最も熾烈で、最も合格に近づいた2019年

幡野のキャリアにとって、最もターニングポイントだったのは2019年だろう。直前のレギュラーツアー、「富士通レディース」で単独5位に入り、調子は上々だった。シード選手たちとの戦いで上位に入り、自信にならないはずがない。それなりの充実感を持って、最終プロテストに臨んだ。

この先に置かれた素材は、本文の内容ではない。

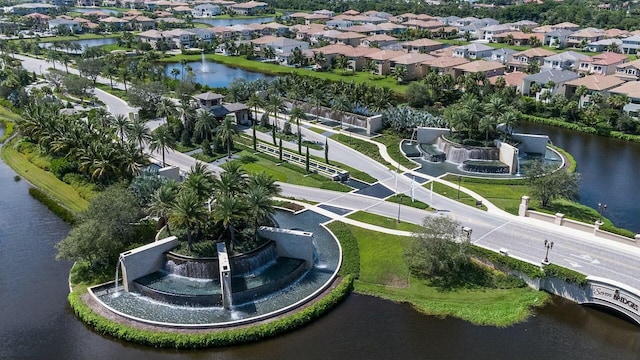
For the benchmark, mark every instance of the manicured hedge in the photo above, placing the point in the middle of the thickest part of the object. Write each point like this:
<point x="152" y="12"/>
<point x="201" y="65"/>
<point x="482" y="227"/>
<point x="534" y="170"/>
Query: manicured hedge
<point x="532" y="271"/>
<point x="63" y="213"/>
<point x="350" y="251"/>
<point x="567" y="275"/>
<point x="213" y="338"/>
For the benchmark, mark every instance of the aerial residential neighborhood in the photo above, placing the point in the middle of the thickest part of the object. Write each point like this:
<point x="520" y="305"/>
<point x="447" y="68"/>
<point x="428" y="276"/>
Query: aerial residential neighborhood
<point x="310" y="180"/>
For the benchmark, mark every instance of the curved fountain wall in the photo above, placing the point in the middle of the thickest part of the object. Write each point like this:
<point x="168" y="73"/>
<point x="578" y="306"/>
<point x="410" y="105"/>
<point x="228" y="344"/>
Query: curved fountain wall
<point x="458" y="154"/>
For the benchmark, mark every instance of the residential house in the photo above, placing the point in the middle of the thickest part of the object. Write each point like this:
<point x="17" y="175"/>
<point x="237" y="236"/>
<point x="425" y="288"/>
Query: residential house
<point x="556" y="38"/>
<point x="249" y="8"/>
<point x="490" y="31"/>
<point x="474" y="30"/>
<point x="30" y="8"/>
<point x="205" y="10"/>
<point x="565" y="60"/>
<point x="603" y="64"/>
<point x="631" y="44"/>
<point x="114" y="23"/>
<point x="594" y="84"/>
<point x="514" y="79"/>
<point x="518" y="38"/>
<point x="442" y="64"/>
<point x="339" y="24"/>
<point x="382" y="59"/>
<point x="629" y="71"/>
<point x="488" y="68"/>
<point x="379" y="41"/>
<point x="502" y="55"/>
<point x="182" y="38"/>
<point x="421" y="45"/>
<point x="346" y="38"/>
<point x="56" y="24"/>
<point x="412" y="62"/>
<point x="604" y="45"/>
<point x="522" y="60"/>
<point x="554" y="77"/>
<point x="583" y="37"/>
<point x="473" y="51"/>
<point x="204" y="34"/>
<point x="208" y="100"/>
<point x="566" y="26"/>
<point x="632" y="90"/>
<point x="523" y="25"/>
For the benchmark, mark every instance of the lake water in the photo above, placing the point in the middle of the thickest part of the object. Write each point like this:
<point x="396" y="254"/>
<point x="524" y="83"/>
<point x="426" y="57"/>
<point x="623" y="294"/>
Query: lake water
<point x="36" y="322"/>
<point x="83" y="44"/>
<point x="230" y="22"/>
<point x="216" y="75"/>
<point x="609" y="169"/>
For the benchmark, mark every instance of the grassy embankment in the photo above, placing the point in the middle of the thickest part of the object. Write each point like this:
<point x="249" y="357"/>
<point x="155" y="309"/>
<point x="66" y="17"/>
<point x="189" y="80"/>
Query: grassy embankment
<point x="383" y="273"/>
<point x="61" y="192"/>
<point x="274" y="69"/>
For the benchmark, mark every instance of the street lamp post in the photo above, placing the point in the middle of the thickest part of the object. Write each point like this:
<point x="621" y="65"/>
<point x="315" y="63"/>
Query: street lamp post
<point x="602" y="208"/>
<point x="548" y="245"/>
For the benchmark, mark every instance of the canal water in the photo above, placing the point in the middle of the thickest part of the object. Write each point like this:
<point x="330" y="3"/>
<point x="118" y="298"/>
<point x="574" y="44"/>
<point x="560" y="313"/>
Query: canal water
<point x="36" y="322"/>
<point x="215" y="74"/>
<point x="609" y="170"/>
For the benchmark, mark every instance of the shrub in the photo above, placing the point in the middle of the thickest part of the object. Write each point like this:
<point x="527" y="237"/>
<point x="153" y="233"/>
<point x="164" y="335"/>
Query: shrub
<point x="566" y="275"/>
<point x="213" y="338"/>
<point x="350" y="250"/>
<point x="63" y="213"/>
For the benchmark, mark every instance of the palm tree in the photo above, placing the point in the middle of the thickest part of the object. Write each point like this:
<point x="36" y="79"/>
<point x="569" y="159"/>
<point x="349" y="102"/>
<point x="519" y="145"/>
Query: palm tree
<point x="138" y="133"/>
<point x="259" y="206"/>
<point x="227" y="210"/>
<point x="276" y="105"/>
<point x="341" y="104"/>
<point x="162" y="139"/>
<point x="205" y="124"/>
<point x="187" y="212"/>
<point x="225" y="132"/>
<point x="255" y="101"/>
<point x="296" y="115"/>
<point x="162" y="202"/>
<point x="400" y="72"/>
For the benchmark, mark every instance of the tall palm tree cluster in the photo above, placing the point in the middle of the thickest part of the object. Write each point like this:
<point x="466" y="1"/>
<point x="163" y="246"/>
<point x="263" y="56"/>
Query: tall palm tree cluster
<point x="231" y="207"/>
<point x="103" y="148"/>
<point x="476" y="121"/>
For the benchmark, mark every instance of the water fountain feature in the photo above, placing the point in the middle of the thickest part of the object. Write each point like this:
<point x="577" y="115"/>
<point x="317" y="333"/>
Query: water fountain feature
<point x="270" y="280"/>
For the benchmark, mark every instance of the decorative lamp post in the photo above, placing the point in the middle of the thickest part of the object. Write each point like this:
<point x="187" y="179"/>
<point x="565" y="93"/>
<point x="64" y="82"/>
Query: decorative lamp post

好調をキープしていた幡野は、2日目までで3位タイの順位で終えて、インタビューにも応じていた。「落ちても合格しても楽しい人生だと思って、ハッピーな感じでトップ合格を目指します」とコメントも滑らかで、自信をのぞかせていた。自身でもいけるという手応えがあっただろう。

笑顔を見せる幡野選手
筆者撮影
笑顔を見せる幡野選手。元気で明るいプレースタイルにはファンも多い

3日目に「76」と崩してしまったが、トータル「-1」の17位タイとまだ合格圏内。十分に巻き返せるチャンスはあった。後知恵になるが、合格ラインは1オーバーだったので、最終日2オーバー「74」でも合格できた。その時の幡野の実力であれば、決して高いハードルではなかったはずだった。